The first-year teacher gets plenty of exercise racing up and down the three flights of stairs at the Far Northwest Side school and wheeling giant carts laden with paints, crayons, pencils and scrap paper from classroom to classroom.
"It's very hard," said Rachmaciej, 24, who graduated from Northeastern Illinois University a year ago. "But this is an amazing job. I just feel so lucky."
Dever Elementary — which data from the Chicago Public Schools shows is one of the most overcrowded schools in the city — doesn't have enough space for a dedicated art classroom. Instead, Rachmaciej travels from room to room, teaching students how to draw, paint and sculpt.
"We make it work," Rachmaciej said. "Whatever I need to do so they can learn and create and experiment, that's what I do."
One of Rachmaciej's most popular lessons focused on origami — the traditional Japanese art of paper folding. Inspired by eighth-grade students who were creating paper cranes in an after-school art club, Rachmaciej introduced it to the third- through sixth-grade classes.
"It is really inspiring to watch the students' reactions to what they can do," Rachmaciej said. "Everyone might not be able to draw, but everyone can fold a piece of paper. It is a big result."
Rachmaciej has also taught her students how to make masks, using colors to depict emotions and feelings.
Other classes have studied the work of Andy Warhol, creating self-portraits after learning how to draw the various shapes of people's faces — complete with "football-shaped" eyes.
After drawing a self-portrait, second-grade students in Lauren Simmons' class used their drawing to re-create the famous repeating images of Warhol's work. Then, gleefully cheering Rachmaciej's unveiling of tempera paint and paintbrushes, the students covered their desks with newspapers and got to work turning their black-and-white sketches into surreal pop art.
As they worked, Rachmaciej went from desk to desk, answering questions, giving gentle reminders and making suggestions.
"Your hair is looking a little like a mushroom here," Rachmaciej told one student, prompting gales of laughter.

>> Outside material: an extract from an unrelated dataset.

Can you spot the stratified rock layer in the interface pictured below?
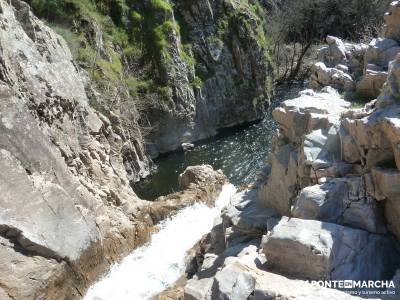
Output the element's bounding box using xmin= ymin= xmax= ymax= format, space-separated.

Rachmaciej urged another to lengthen his portrait's sideburns, ruffling his hair and telling him "you are too cute to look like an old man."
The last 10 minutes of the class were devoted to cleanup, making sure the room was ready to turn back into a classroom from a painting studio at the sound of the bell.
Dever's "ideal capacity" is 630 students, but 844 students were enrolled in the school on the far Northwest Side, with a utilization rate of 134 percent, according to data provided by school system officials.
Illinois Raise Your Hand, a parent-run group, has criticized the school system, saying its calculations underestimate overcrowding.
In February, Dever Principal Rita Ortiz pleaded with officials to ease the overcrowding at Dever, which she said made it difficult to create a calm culture of learning. Despite the school's space challenges, it is rated Level 1, which is the district's highest performance rating.
Ortiz used the extra 30 minutes Mayor Rahm Emanuel ordered to be added to each school day at the beginning of the 2012-13 school year to add art to the school's curriculum for the first time in a decade and hire Rachmaciej.
"It's great to have art back," Ortiz said. "Now pictures line the halls of our school, as they should."
Rachmaciej does her best despite the space crunch, and collaborates with the classroom teachers to make sure her art lessons inform the students' other work, Ortiz said.
"It would be great to have an art room," Ortiz said. "But right now, that just doesn't exist."